CHAP. VI
WINFRID BEING DEPOSED, SEXWULF WAS PUT INTO HIS SEE, AND EARCONWALD MADE BISHOP OF THE EAST SAXONS
NOT long after, Theodore, the archbishop, taking offence at some disobedience of Winfrid, bishop of the Mercians, deposed him from his bishopric when he had been possessed of it but a few years, and in his place made Sexwulf bishop, who was founder and abbot of the monastery of Medeshamstead, in the country of the Girvii. Winfrid, thus deposed, returned to his monastery of Barve, and there ended his life in holy conversation.

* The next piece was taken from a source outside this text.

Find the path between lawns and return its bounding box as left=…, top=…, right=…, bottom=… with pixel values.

He then also appointed Earconwald bishop of the East Saxons, in the city of London, over whom at that time presided Sebbe and Sighere, of whom mention has been made above. This Earconwald’s life and conversation, as well when he was bishop as before his advancement to that dignity, is reported to have been most holy, as is even at this time testified by heavenly miracles; for to this day, his horse-litter, in which he was wont to be carried when sick, is kept by his disciples, and continues to cure many of agues and other distempers; and not only sick persons who are laid in that litter, or close by it, are cured; but the very chips of it, when carried to the sick, are wont immediately to restore them to health.

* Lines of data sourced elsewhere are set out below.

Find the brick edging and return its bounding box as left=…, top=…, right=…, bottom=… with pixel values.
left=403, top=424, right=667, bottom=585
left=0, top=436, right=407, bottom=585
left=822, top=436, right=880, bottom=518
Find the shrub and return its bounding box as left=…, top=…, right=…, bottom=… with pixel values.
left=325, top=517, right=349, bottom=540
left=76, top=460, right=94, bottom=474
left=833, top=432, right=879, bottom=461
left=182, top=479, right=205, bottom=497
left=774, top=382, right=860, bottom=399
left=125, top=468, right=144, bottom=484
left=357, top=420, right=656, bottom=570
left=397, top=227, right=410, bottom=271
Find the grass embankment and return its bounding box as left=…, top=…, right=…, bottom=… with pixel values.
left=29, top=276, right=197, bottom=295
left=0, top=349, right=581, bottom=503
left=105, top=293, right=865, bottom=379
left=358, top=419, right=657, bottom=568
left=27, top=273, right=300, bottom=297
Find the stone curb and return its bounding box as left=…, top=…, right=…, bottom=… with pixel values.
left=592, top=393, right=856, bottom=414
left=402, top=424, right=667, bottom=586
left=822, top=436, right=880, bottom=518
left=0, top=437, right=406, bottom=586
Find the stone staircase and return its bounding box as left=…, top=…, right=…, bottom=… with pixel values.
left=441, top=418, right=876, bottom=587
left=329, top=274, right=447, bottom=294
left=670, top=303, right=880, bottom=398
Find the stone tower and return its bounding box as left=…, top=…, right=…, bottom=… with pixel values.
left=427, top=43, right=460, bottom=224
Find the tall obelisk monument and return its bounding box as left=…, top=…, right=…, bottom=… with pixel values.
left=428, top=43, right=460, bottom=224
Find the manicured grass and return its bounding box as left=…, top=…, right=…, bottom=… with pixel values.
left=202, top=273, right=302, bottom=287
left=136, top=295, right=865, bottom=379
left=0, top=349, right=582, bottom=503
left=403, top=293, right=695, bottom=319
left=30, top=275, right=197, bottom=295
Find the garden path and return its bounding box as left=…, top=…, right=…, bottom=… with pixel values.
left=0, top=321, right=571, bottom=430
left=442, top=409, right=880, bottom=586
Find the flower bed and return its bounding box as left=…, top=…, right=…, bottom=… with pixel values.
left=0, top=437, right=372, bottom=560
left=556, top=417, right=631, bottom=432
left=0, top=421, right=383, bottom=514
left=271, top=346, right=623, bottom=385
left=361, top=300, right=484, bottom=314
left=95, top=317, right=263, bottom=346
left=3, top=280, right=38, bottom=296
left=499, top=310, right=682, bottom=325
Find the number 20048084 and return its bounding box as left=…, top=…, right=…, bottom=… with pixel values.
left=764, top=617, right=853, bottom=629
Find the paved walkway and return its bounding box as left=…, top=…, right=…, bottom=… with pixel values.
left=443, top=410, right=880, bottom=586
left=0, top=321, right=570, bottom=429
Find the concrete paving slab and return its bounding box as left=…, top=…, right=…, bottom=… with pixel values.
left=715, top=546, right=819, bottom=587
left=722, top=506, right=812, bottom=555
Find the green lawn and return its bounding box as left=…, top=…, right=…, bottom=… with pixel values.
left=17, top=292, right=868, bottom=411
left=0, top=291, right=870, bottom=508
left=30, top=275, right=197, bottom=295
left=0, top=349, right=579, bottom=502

This man, before he was made bishop, had built two famous monasteries, the one for himself, and the other for his sister Ethelberga, and established them both in regular discipline of the best kind. That for himself was in the county of Surrey, by the river Thames, at a place called Ceortesei, that is, the Island of Ceorot; that for his sister in the province of the East Saxons, at the place called Bercingum, wherein she might be a mother and nurse of devout women. Being put into the government of that monastery, she behaved herself in all respects as became the sister of such a brother, living herself regularly, and piously, and orderly, providing for those under her, as was also manifested by heavenly miracles.